Affaires classées racontées par Thierry Sagardoytho

Éva Perón & ses ancêtres basques
Éva Perón & ses ancêtres basques © Getty

Aux Sources de la Légende / Épisode n°3 : Misère au soleil (Affaire : Éva Peròn)

Diffusion du mercredi 25 décembre 2019 Durée : 2min

Saviez-vous que l’histoire des ancêtres d'Éva Perón prend racine, un siècle plus tôt, dans la province du Labourd ? Sa grand-mère paternelle a vu le jour dans le petit village de Souraïde. Elle se prénommait Marie…

Marie Manechena naît le 5 novembre 1823. Ses parents habitent la maison Urrutia, une modeste ferme qu’ils louent à Souraïde, près d’Espelette. Sur cette terre d’élevage et de culture, les fins de mois sont dures, très dures.

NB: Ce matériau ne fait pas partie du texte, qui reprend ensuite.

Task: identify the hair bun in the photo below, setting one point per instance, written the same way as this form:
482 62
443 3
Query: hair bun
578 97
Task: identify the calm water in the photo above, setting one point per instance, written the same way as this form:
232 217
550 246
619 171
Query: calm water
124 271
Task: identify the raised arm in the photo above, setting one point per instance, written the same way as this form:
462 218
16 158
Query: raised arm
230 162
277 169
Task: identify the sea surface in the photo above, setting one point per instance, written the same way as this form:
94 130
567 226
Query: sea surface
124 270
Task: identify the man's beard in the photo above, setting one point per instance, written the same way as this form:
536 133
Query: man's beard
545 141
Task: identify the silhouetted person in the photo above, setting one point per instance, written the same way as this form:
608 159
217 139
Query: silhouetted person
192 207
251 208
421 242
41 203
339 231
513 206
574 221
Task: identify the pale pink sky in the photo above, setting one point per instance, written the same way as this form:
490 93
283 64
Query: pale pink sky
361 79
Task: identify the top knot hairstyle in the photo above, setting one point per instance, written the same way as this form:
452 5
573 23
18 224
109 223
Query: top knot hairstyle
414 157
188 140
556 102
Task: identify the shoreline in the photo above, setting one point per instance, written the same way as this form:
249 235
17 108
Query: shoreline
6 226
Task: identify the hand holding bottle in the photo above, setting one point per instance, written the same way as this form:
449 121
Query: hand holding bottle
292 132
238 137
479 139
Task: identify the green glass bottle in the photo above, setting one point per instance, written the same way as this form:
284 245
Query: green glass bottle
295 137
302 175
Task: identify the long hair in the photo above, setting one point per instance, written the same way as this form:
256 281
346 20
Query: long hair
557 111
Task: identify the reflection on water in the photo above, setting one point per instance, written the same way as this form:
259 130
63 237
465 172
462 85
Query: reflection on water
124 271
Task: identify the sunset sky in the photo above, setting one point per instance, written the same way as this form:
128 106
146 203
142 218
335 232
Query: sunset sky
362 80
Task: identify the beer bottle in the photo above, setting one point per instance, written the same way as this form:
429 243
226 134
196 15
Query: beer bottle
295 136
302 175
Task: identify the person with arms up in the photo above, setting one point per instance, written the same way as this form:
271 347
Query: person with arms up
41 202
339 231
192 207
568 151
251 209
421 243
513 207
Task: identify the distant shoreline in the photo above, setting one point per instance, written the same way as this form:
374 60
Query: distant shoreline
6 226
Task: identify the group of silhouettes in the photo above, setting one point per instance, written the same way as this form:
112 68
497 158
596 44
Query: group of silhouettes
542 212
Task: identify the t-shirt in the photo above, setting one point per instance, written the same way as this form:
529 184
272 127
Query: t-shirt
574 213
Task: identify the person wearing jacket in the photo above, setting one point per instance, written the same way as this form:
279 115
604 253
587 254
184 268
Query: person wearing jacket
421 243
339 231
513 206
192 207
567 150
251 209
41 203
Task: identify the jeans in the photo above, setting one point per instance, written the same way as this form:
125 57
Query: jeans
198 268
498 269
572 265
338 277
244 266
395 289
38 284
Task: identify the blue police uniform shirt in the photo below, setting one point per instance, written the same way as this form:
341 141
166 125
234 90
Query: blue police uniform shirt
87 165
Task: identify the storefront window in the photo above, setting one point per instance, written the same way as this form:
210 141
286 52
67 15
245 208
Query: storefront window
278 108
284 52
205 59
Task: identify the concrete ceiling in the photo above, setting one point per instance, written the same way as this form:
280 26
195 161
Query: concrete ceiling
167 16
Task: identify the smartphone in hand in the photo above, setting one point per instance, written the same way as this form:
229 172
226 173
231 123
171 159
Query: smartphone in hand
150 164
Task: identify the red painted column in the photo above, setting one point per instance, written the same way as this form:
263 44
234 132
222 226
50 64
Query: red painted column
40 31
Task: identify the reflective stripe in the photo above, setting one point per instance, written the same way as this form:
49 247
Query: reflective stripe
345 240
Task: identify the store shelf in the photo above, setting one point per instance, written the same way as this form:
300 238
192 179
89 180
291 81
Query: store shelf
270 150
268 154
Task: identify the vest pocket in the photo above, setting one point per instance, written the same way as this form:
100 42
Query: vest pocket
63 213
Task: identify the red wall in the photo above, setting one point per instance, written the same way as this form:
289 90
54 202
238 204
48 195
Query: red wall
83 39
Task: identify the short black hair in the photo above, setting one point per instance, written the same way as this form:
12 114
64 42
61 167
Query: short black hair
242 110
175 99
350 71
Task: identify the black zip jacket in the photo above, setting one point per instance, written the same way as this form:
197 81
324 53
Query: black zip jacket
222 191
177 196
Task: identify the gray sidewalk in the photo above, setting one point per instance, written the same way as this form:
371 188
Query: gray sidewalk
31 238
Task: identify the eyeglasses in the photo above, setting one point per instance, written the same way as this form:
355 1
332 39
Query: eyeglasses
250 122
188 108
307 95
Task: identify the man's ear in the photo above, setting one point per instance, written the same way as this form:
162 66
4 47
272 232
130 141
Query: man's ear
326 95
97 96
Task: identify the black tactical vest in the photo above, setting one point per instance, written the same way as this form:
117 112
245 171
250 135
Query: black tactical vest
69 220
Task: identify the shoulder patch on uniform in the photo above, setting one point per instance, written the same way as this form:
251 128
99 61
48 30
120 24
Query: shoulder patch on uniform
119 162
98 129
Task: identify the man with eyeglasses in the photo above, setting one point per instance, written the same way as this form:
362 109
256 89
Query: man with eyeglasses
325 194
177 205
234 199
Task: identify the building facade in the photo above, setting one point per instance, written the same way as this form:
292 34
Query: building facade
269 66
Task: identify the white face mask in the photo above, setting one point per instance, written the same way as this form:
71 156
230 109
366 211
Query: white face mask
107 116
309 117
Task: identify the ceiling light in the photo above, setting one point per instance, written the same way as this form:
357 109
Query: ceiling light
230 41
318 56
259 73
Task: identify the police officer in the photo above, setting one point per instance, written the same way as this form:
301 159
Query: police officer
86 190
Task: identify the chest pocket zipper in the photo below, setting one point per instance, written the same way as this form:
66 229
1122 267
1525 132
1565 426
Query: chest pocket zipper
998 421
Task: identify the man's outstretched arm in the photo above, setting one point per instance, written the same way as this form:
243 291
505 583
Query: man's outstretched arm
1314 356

Jean, le patriarche, ne possède ni ferme, ni terres agricoles. Tandis que Marie vaque aux tâches ménagères, le chef de famille exerce le dur labeur de journalier. Un métier rude qui l’aide à survivre en louant, au gré des jours, ses services et la force de ses bras aux paysans du canton. Jean Manechena a 67 ans lorsque les gendarmes d’Espelette se présentent à la ferme, un beau matin de mai 1842. Ils l’interpellent pour le vol de cinq agneaux au préjudice d’un voisin. Le suspect proteste de toutes ses forces mais rien n’y fait. Le soir-même, le juge de paix du tribunal de Bayonne l’envoie dormir sous les verrous, à la prison de la ville. Son épouse et sa fille de dix-neuf ans sont mortes de honte !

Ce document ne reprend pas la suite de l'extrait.